On Friday, October 10, the health care worker reported a low-grade fever overnight and was referred for testing. The worker had been self-monitoring for fever and symptoms. As a precaution, after identification of fever, the worker was isolated, and CDC staff interviewed the patient to determine additional contacts or potential exposures. At this time, one close contact has been identified and is being monitored.
The hospital and the patient were notified of the preliminary and confirmatory test results. Treatment decisions will be made by the patient and the hospital.

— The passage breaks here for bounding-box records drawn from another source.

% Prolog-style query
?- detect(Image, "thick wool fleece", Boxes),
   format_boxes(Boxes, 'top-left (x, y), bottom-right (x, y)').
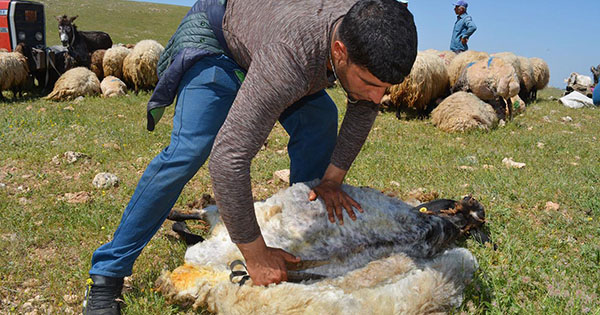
top-left (157, 183), bottom-right (477, 314)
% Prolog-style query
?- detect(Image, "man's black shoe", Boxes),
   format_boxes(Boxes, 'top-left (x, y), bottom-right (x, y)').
top-left (83, 275), bottom-right (123, 315)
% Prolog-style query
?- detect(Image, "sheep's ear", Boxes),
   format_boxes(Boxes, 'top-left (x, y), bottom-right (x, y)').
top-left (469, 228), bottom-right (498, 250)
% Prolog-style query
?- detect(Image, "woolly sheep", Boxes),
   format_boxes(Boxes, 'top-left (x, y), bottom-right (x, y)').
top-left (90, 49), bottom-right (106, 80)
top-left (490, 52), bottom-right (525, 93)
top-left (156, 182), bottom-right (477, 314)
top-left (45, 67), bottom-right (101, 101)
top-left (100, 75), bottom-right (127, 97)
top-left (452, 57), bottom-right (520, 118)
top-left (448, 50), bottom-right (490, 87)
top-left (529, 57), bottom-right (550, 99)
top-left (431, 92), bottom-right (498, 132)
top-left (424, 49), bottom-right (456, 69)
top-left (102, 46), bottom-right (131, 80)
top-left (518, 56), bottom-right (535, 103)
top-left (123, 39), bottom-right (164, 92)
top-left (0, 51), bottom-right (29, 100)
top-left (389, 52), bottom-right (448, 112)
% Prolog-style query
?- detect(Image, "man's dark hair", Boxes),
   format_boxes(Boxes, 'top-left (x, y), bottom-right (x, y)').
top-left (338, 0), bottom-right (417, 84)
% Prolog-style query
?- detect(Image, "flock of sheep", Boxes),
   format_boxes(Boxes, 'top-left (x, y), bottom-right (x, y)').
top-left (0, 40), bottom-right (164, 101)
top-left (383, 49), bottom-right (550, 131)
top-left (0, 40), bottom-right (550, 132)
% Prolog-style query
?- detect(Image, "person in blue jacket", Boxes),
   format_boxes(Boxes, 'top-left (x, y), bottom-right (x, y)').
top-left (450, 0), bottom-right (477, 54)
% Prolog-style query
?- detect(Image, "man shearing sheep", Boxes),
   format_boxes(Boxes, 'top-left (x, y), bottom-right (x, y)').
top-left (84, 0), bottom-right (417, 314)
top-left (450, 0), bottom-right (477, 54)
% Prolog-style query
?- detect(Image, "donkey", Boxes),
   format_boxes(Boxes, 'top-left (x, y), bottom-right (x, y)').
top-left (56, 15), bottom-right (112, 68)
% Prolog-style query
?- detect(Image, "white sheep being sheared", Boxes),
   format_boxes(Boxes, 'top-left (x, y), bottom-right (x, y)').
top-left (156, 182), bottom-right (484, 314)
top-left (123, 39), bottom-right (165, 92)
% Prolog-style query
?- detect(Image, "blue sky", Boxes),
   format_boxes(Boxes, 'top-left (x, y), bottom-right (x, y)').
top-left (132, 0), bottom-right (600, 88)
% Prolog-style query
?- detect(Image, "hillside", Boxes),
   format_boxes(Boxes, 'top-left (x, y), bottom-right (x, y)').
top-left (39, 0), bottom-right (189, 46)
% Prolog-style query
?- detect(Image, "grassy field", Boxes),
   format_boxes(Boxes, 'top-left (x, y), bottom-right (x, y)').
top-left (0, 0), bottom-right (600, 314)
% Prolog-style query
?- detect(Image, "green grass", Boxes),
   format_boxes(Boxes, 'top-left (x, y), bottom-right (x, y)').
top-left (0, 0), bottom-right (600, 314)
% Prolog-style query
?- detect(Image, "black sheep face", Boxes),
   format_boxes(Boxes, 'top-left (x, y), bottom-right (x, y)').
top-left (56, 15), bottom-right (78, 47)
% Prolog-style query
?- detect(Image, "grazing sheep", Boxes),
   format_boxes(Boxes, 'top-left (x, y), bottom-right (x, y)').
top-left (45, 67), bottom-right (101, 101)
top-left (452, 57), bottom-right (520, 119)
top-left (518, 56), bottom-right (535, 103)
top-left (529, 57), bottom-right (550, 99)
top-left (90, 49), bottom-right (106, 80)
top-left (102, 46), bottom-right (131, 80)
top-left (389, 52), bottom-right (448, 113)
top-left (156, 182), bottom-right (485, 314)
top-left (431, 92), bottom-right (498, 132)
top-left (448, 50), bottom-right (490, 87)
top-left (0, 49), bottom-right (29, 100)
top-left (100, 75), bottom-right (127, 97)
top-left (123, 39), bottom-right (164, 92)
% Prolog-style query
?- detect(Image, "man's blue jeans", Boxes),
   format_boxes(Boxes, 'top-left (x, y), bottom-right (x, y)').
top-left (90, 55), bottom-right (338, 277)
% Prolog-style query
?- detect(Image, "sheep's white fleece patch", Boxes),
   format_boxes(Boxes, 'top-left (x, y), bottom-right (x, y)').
top-left (157, 182), bottom-right (478, 314)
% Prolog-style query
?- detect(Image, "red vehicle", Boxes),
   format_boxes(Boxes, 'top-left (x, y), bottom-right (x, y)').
top-left (0, 0), bottom-right (46, 51)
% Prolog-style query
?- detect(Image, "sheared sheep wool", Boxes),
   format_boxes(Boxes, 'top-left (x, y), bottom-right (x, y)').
top-left (157, 182), bottom-right (477, 314)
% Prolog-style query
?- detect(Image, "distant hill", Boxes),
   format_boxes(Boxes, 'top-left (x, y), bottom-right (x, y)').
top-left (34, 0), bottom-right (189, 46)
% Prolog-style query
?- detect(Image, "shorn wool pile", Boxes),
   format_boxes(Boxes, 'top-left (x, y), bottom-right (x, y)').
top-left (157, 182), bottom-right (483, 314)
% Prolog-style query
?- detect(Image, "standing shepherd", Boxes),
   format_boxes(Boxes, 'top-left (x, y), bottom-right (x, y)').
top-left (84, 0), bottom-right (417, 314)
top-left (450, 0), bottom-right (477, 54)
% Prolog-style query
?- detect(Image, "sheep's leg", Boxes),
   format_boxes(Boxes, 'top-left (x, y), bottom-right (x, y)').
top-left (172, 222), bottom-right (204, 246)
top-left (505, 98), bottom-right (512, 120)
top-left (167, 209), bottom-right (206, 221)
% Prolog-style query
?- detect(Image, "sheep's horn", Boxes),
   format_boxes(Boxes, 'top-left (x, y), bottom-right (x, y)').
top-left (469, 229), bottom-right (498, 250)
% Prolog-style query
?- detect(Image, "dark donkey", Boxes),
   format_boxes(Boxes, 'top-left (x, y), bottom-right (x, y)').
top-left (56, 15), bottom-right (112, 68)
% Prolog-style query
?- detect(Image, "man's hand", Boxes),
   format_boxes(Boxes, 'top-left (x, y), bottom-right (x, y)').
top-left (237, 236), bottom-right (300, 285)
top-left (308, 164), bottom-right (363, 225)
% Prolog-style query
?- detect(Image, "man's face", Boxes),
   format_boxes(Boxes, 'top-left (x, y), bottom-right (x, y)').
top-left (454, 5), bottom-right (465, 15)
top-left (334, 48), bottom-right (392, 104)
top-left (336, 63), bottom-right (392, 104)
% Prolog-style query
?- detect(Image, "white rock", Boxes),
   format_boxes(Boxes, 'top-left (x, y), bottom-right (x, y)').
top-left (92, 173), bottom-right (119, 189)
top-left (502, 157), bottom-right (525, 168)
top-left (63, 151), bottom-right (88, 164)
top-left (273, 169), bottom-right (290, 184)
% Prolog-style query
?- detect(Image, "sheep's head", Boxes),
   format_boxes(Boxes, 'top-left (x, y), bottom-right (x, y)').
top-left (56, 15), bottom-right (78, 47)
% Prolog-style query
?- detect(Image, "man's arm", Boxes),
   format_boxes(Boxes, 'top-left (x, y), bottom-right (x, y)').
top-left (209, 44), bottom-right (308, 285)
top-left (308, 101), bottom-right (379, 225)
top-left (461, 16), bottom-right (477, 40)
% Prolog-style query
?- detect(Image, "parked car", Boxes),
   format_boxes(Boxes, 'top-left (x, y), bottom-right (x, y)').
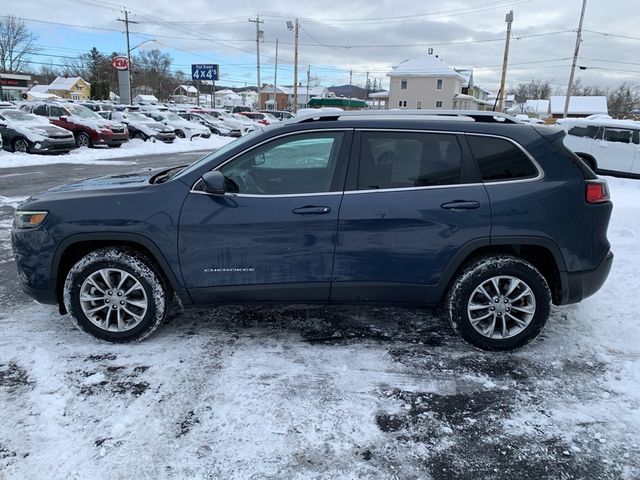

The CDC acknowledged that this new development is understandably disturbing news for the patient, the patient’s family, and colleagues and the greater Dallas community. The agency and the Texas Department of State Health Services have announced their confidence that wider spread in the community can be prevented with proper public health measures, including ongoing contact tracing, health monitoring among those known to have been in contact with the index patient, and immediate isolation if symptoms develop.
The CDC said that careful monitoring of all health care workers who had interaction with the index patient and this second patient is warranted, including those who cared for the index patient between the time he was isolated in the hospital September 28 through the time of his death on October 8, and they will now be considered patient contacts for follow-up monitoring.
Ebola is spread through direct contact with body fluids of a sick person or with the remains of someone who has died of Ebola, or through exposure to objects, such as needles, that have been contaminated. The illness has an average 8- to 10-day incubation period (although it could be from 2 to 21 days), and therefore CDC recommends monitoring exposed people for symptoms for a complete 21 days. People are not contagious before symptoms, such as fever, develop.